There are three distinguishing factors of Aicardi syndrome, though others exist, and sometimes there are differences in the way the condition is expressed. The first is that the corpus collusum, a part of the brain that connects right and left side and serves as the communicating highway between the two, is partially or completely absent. Children with this condition might first be diagnosed when the second symptom is noted: infantile seizures. There are also lesions on the eyes that appear like yellow spots. Many girls affected with this condition will have other structural brain defects or brain conditions.
There is no cure for Aicardi syndrome, and at most doctors can hope to manage the condition. Medication is given to treat seizures. Early diagnosis may help in terms of early intervention for the clear developmental delays that are likely to occur. Many kids with this condition do have some degree of mental retardation, which may be severe in some cases or is moderate in others. There are developmental delays of other kinds, which may be partly mitigated with early intervention.

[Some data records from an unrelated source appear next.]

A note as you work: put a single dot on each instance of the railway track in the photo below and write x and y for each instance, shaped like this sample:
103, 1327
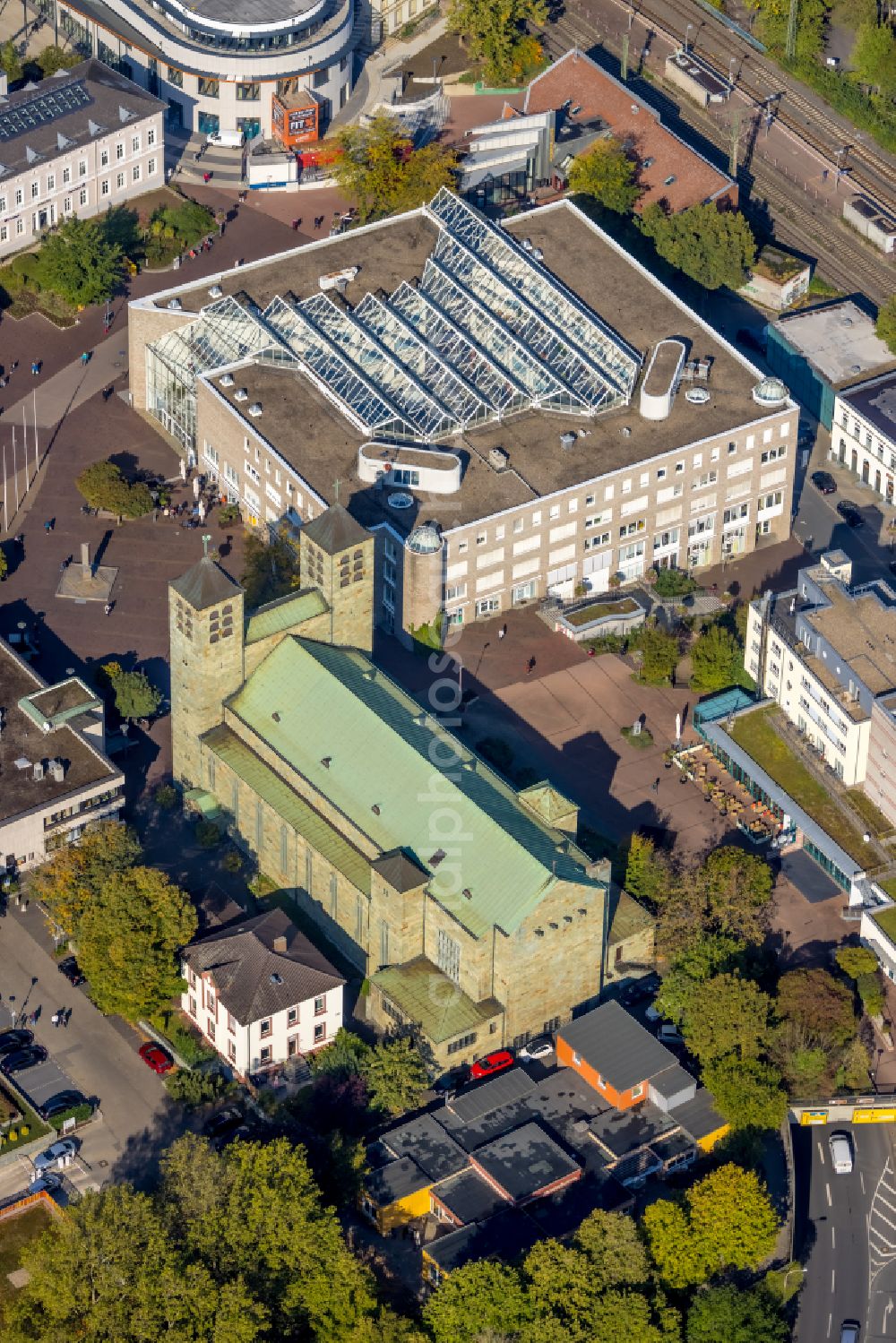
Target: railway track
842, 257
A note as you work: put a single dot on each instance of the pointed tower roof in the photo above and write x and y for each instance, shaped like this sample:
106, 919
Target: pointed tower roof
335, 530
206, 584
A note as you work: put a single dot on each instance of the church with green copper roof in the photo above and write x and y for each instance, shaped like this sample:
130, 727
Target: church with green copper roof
465, 904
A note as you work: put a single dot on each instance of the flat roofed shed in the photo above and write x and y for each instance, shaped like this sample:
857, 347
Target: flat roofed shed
616, 1046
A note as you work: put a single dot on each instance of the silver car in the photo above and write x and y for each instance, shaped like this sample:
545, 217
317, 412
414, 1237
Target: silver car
56, 1154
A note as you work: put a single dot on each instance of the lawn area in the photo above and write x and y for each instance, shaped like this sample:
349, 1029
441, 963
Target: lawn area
758, 736
872, 815
15, 1233
597, 610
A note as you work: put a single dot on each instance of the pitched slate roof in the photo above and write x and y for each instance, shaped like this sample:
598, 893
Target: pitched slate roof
335, 530
206, 584
366, 745
254, 981
616, 1046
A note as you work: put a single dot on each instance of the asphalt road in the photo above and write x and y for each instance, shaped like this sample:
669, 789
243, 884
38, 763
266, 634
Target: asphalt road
820, 527
841, 1235
97, 1053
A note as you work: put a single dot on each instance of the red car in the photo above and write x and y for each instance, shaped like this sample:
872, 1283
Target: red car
156, 1057
495, 1063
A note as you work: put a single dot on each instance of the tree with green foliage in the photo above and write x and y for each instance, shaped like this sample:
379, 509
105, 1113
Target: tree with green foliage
821, 1005
271, 568
726, 1017
395, 1076
885, 324
716, 659
74, 876
659, 654
195, 1087
856, 960
254, 1214
382, 174
747, 1092
646, 871
128, 942
606, 174
80, 263
474, 1299
136, 696
735, 1315
105, 487
724, 1221
495, 35
11, 62
737, 890
712, 246
874, 56
54, 58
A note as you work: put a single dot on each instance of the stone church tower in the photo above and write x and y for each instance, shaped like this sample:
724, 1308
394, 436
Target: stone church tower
336, 556
206, 632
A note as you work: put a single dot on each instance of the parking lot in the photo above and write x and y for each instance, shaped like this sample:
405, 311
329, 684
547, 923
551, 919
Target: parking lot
42, 1081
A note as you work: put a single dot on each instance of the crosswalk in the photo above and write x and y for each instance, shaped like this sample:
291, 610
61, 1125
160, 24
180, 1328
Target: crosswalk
882, 1222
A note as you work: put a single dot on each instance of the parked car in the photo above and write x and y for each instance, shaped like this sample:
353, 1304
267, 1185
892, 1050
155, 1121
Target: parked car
69, 968
23, 1058
540, 1047
59, 1103
849, 513
13, 1039
825, 482
58, 1152
156, 1057
452, 1081
45, 1184
492, 1063
841, 1152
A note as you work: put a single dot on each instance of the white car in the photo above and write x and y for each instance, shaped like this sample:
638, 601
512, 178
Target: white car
45, 1182
56, 1154
540, 1047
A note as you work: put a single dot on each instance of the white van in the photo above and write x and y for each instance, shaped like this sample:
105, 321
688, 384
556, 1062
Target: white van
841, 1154
226, 139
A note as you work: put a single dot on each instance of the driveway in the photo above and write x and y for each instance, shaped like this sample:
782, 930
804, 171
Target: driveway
97, 1053
840, 1238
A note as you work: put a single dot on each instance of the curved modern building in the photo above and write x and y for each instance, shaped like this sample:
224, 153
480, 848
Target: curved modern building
218, 64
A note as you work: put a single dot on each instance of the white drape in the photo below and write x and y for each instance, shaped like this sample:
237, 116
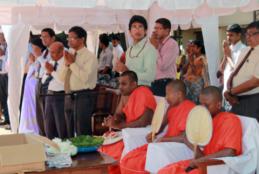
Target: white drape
17, 37
210, 33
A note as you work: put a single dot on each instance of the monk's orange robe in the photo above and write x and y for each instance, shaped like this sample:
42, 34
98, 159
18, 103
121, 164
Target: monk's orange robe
139, 100
135, 160
227, 133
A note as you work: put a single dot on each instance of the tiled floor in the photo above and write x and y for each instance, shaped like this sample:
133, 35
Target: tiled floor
4, 131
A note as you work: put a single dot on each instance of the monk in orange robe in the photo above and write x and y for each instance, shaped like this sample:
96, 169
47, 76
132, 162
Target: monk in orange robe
226, 138
135, 109
179, 108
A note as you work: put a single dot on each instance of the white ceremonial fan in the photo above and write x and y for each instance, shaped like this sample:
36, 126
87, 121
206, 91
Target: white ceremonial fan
158, 117
199, 127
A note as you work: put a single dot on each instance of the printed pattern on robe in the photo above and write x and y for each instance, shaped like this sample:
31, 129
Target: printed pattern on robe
227, 133
135, 160
177, 117
140, 99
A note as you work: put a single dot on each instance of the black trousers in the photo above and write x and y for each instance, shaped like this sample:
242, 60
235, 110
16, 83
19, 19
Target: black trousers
248, 106
158, 86
54, 118
79, 108
4, 95
40, 102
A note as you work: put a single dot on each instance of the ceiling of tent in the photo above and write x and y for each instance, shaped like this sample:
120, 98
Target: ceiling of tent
114, 15
142, 4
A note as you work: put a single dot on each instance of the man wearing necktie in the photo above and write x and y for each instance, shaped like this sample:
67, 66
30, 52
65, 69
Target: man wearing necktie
47, 38
243, 83
79, 74
54, 118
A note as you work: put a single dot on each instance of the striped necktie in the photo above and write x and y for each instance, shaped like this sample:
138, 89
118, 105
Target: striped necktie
67, 79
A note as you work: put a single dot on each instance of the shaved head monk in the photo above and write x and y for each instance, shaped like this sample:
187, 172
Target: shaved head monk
175, 118
226, 138
135, 109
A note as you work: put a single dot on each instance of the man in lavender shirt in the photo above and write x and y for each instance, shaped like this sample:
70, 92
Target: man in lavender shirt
168, 51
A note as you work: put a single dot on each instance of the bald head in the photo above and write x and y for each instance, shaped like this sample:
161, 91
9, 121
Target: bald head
56, 50
177, 85
213, 92
175, 92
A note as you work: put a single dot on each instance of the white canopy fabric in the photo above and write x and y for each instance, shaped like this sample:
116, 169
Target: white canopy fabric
107, 16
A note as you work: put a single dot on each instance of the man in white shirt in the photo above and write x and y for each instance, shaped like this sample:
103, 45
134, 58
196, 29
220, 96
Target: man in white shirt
54, 118
105, 59
117, 50
47, 38
243, 83
79, 74
232, 49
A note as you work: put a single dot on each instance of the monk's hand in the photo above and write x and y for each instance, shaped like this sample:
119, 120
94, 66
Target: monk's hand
230, 98
49, 68
69, 58
120, 67
149, 137
192, 165
107, 121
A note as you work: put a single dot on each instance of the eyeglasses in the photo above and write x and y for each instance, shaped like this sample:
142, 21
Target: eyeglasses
44, 37
72, 38
252, 34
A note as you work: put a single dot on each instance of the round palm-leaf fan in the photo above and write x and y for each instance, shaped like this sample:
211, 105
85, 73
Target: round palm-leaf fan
158, 117
199, 126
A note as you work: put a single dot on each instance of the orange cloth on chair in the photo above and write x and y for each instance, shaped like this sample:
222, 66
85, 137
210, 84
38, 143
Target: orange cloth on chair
135, 160
139, 100
227, 133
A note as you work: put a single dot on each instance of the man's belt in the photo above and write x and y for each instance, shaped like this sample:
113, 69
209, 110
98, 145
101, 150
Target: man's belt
163, 80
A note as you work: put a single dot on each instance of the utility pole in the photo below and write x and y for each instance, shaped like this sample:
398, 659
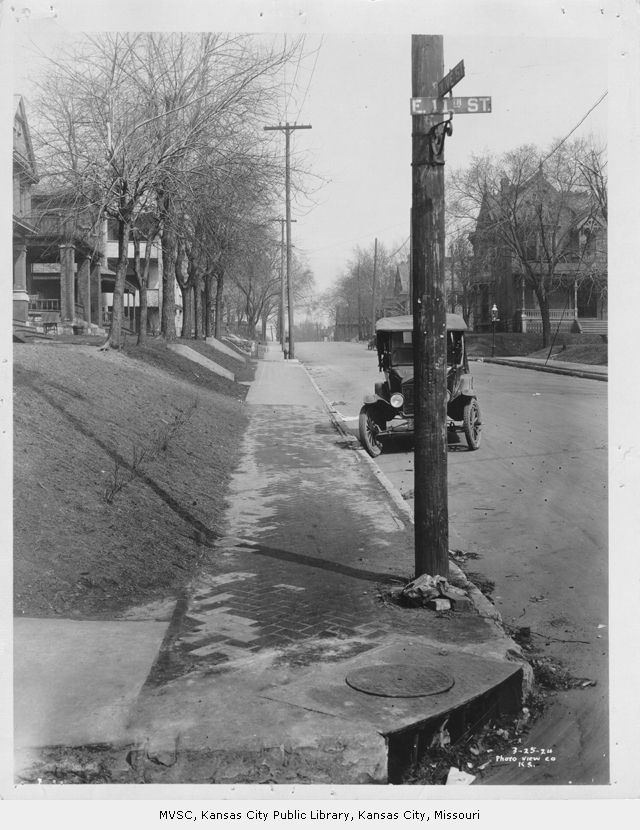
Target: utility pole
429, 313
282, 300
359, 305
288, 129
373, 289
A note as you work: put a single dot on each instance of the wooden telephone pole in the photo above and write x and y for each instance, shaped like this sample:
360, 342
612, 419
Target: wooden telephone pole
373, 289
288, 129
282, 283
429, 314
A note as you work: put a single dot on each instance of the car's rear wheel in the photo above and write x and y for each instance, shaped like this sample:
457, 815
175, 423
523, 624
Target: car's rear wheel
472, 424
369, 429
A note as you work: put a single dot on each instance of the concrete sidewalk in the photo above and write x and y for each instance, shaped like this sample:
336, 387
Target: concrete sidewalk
262, 671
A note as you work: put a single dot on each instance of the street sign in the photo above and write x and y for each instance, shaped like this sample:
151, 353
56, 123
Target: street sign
451, 79
442, 106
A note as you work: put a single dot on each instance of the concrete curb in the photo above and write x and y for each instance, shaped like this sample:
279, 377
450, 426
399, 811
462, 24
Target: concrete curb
485, 608
542, 367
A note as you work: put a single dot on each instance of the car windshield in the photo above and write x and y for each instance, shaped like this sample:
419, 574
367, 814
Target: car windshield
402, 356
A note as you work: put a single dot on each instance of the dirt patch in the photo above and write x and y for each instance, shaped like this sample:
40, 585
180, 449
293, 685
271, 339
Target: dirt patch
121, 463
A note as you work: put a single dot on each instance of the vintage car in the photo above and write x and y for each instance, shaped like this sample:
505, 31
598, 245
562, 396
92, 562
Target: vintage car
389, 410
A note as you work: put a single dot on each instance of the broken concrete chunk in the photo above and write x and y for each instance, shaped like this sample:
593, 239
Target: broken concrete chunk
439, 604
425, 590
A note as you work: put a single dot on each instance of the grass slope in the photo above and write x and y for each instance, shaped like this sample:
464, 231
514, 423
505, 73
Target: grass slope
91, 536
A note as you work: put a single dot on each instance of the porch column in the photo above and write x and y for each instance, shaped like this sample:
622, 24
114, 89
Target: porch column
84, 287
95, 315
67, 282
20, 294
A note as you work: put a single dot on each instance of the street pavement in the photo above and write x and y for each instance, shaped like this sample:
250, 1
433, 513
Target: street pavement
531, 504
249, 681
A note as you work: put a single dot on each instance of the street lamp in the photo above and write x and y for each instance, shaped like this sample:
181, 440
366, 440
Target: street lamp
494, 320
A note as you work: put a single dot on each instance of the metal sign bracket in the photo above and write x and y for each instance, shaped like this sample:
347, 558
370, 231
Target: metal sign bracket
434, 140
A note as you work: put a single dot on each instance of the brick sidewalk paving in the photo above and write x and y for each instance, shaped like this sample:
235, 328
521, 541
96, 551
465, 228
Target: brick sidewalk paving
313, 547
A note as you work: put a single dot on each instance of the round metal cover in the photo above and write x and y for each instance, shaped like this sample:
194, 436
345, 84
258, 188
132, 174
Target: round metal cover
400, 680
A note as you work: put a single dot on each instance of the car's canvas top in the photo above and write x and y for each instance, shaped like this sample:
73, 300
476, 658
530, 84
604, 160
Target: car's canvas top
455, 322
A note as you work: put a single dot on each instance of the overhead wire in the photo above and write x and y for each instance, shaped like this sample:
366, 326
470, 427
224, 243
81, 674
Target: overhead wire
584, 118
310, 77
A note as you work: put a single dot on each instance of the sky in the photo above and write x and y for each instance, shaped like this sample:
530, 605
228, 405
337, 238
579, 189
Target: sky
358, 106
544, 63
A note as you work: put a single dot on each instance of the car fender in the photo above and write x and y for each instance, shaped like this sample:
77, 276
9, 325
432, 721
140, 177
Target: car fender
466, 386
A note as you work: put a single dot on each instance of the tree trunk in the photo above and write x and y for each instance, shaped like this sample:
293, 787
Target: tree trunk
219, 290
168, 319
197, 298
187, 310
144, 282
543, 303
115, 339
208, 306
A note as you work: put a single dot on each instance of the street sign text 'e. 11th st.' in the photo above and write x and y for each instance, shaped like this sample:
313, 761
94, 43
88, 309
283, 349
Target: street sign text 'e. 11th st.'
442, 106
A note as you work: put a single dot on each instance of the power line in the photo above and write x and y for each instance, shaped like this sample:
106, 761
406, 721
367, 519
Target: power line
293, 83
311, 76
584, 118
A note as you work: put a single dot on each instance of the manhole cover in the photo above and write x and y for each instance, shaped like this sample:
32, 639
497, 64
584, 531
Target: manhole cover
400, 681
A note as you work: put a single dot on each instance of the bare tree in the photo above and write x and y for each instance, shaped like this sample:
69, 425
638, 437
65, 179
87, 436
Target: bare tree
526, 207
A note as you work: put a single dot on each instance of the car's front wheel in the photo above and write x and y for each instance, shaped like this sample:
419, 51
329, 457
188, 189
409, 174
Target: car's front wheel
369, 430
472, 424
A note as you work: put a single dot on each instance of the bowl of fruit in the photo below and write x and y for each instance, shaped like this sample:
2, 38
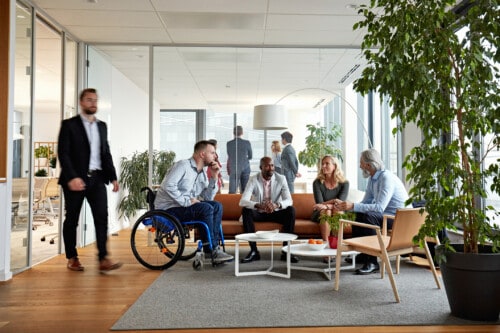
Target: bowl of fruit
315, 244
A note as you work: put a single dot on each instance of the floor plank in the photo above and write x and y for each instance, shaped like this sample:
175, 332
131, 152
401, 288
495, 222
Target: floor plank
50, 298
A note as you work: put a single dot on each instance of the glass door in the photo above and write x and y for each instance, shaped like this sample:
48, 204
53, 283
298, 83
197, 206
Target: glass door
45, 128
21, 171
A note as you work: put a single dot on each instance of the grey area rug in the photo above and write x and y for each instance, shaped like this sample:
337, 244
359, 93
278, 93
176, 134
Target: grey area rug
182, 298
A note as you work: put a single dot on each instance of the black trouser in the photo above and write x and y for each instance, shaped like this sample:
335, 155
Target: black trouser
96, 195
283, 216
373, 218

There isn’t much known about the lifespan of people with Aicardi syndrome, since it the condition has only been named and described since 1965. There are currently people in their 40s living with the syndrome, but there are also those who die very young. Other structural brain defects or the persistence of seizures may account from some of the early deaths. There also seems to be increased risk of problems and mortality through the teen years, but that once teen years are passed, many will live at least until mid-adulthood and potentially longer.
How often the condition occurs is also hard to state. Estimates suggest about 1000 people in the world have the condition, and some research suggests that about 1-2% of girls with infantile spasms may have it. Usually, the disease is not missed, however, due to presence of spasms and developmental delays.
There are some helpful organizations for parents raising a child with Aicardi Syndrome, including the Aicardi Syndrome Foundation, located in the US. They feature regional coordinators, a parent support newsletter and an email network. Parents with a child with this condition clearly will need support as they navigate the different therapists and doctors that will work with their children and the difficulties of raising a child with such a serious health condition.